“That’s the sum story of human history, isn’t it? Could be worse...”

By Alastair Reynolds On the Steel Breeze - Alastair Reynolds

Running out of superlatives now. The second part of a three-part narrative begun with “Blue Remembered Earth” takes us back to the land of Afro-futurism, cognitively uplifted elephants and a giant mandala (“as wide as equatorial Africa”) on the surface of the planet Crucible. However the waters (of the Merfolk?) are muddied most pleasingly leaving this reader well up for part 3.

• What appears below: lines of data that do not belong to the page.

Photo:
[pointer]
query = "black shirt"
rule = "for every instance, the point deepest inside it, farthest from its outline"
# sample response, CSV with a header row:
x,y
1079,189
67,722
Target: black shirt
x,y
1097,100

In “Steel Breeze” we have three clones of Chiku Akinya in play: one remains on Earth in Lisbon, another heads for the mysterious planet Crucible and another tries to catch up with her space-faring Grandmother Eunice. Earthbound Chiku discovers data from Crucible has been mucked about with by a malevolent AI “Arachne”: that Mandala is certainly there but, deliciously, so is something else in orbit and preliminary terraforming by robot pioneers is notable by its absence. There’s also the little problem that the ships heading there set off without any idea how they might be able to slow down once they arrive. Oh, plus that AI “Arachne” has got it in for an illegally built AI facsimile of Chiku’s famous grandmother. After a trip to parlay with the space-whale Arethusa (yes, really) and a disastrous Venus encounter with June Wing (who gets a beautifully described au revoir) we split our time between the Lisbon Chiku and the one travelling to Crucible. Ahead lies a sort of Windows 97 version of Arachne, the mysterious Watchkeepers and big decisions to be made, particularly about the advisability of letting artificial intelligences into your head. If you think you’re under pressure at work, check out what the characters here have to go through. I’d be signing up for “skipover” like a shot.

Reynolds’ ideas are never wildly out of left-field – he’s not Philip K. Dick – it’s all rocket-fuelled versions of ideas doing the rounds today. However, anyone can extrapolate but Reynolds never forgets we as readers wouldn’t mind having a bit of fun too in amongst all the SF-ness. He maintains what Rider Haggard called “the grip”, that difficult to quantify adhesive glue that keeps us turning the pages and which is the mark of all great popular writers. I admit I don’t *quite* get Reynolds’ interest in elephants but I’m perfectly willing to indulge him when everything else whirling around in the mix makes for such good readin’. I love his sense of story: the secret passages, a door only one person can open, a mysterious explosion during experiments to create a new power source to decelerate after space travel. “On The Steel Breeze” put me in mind of John Wyndham’s “The Outward Urge” – another novel that tackled the classic SF subject of man’s ascent to the stars – and while Reynolds’ “Revelation Space” trilogy seems to get most of the light I can’t see why, if he sticks the landing with part 3, “Poseidon’s Children” shouldn’t be considered just as good – at least by me, if the critical consensus hasn’t got there already. That’d two slam-dunk trilogies to his name. Imagine if the man went absolutely crazy and embarked on a 10 book sequence. Now there would be some reading.